This notebook was created by [William Mattingly](https://datascience.si.edu/people/dr-william-mattingly) for the 2022 Text Analysis Pedagogy Institute, with support from the [National Endowment for the Humanities](https://neh.gov), [JSTOR Labs](https://labs.jstor.org/), and [University of Arizona Libraries](https://new.library.arizona.edu/).

This notebook is adapted by Zhuo Chen under [Creative Commons CC BY License](https://creativecommons.org/licenses/by/4.0/).

For questions/comments/improvements, email zhuo.chen@ithaka.org or nathan.kelber@ithaka.org<br />
____

# Multilingual NER 2

This is lesson 2 of 3 in the educational series on multilingual NER. This notebook is focused on rules-based NER. 

**Audience:** Teachers / Learners / Researchers

**Use case:** Tutorial / How-To / Reference / Explanation

**Difficulty:** Beginner / Intermediate / Advanced

**Completion time:** 90 minutes

**Knowledge Required:** 

* [Python Basics](./python-basics-1.ipynb)
* [Python intermediate 4](./python-intermediate-4.ipynb)

**Knowledge Recommended:**

* Basic file operations (open, close, read, write)


**Learning Objectives:**
After this lesson, learners will be able to:

* Understand How to use spaCy to do NER
* Understand How to Create an EntityRuler
* Understand How to Identify Languages of a Corpus
* Understand A bit about Unsupervised Learning

___

# Install required Python libraries

In [None]:
!pip3 install spacy # for NLP
!pip3 install -U spacy
!pip3 install spacy_langdetect # for language detection
!pip3 install bulk
!pip3 install pandas
!pip3 install umap-learn
!pip3 install sentence_transformers
!python3 -m spacy download en_core_web_sm # for English NER
!python3 -m spacy download es_core_news_sm # for Spanish NER
!python3 -m spacy download zh_core_web_sm # for Spanish NER

# Introduction to spaCy

The spaCy (spelled correctly) library is a robust machine learning library for Natural Language Processing. It supports a wide variety of languages with statistical models capable of parsing texts, identifying parts-of-speech, and extract entities. 

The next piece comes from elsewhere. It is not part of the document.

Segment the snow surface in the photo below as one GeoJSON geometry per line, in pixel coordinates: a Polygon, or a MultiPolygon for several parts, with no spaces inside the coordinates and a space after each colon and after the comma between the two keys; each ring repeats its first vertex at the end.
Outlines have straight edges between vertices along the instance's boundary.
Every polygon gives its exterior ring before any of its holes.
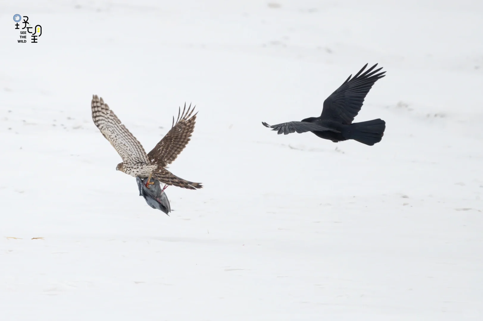
{"type": "Polygon", "coordinates": [[[482,16],[479,0],[1,1],[0,320],[483,320],[482,16]],[[318,116],[367,62],[387,76],[355,121],[385,120],[381,142],[262,126],[318,116]],[[148,150],[196,104],[170,169],[204,188],[149,207],[93,94],[148,150]]]}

Let's see an example of NLP task that spaCy can do for us.

## Tokenization
Recall that last time we have seen a graph showing the NLP pipeline. A pipeline's purpose is to take input data, perform some sort of operations on that input data, and then output some useful information from the data. On the pipeline, we find the pipes. A pipe is an individual component of a pipeline. Different pipes perform different tasks. After we read in the data from a text file, an essential task of NLP is tokenization.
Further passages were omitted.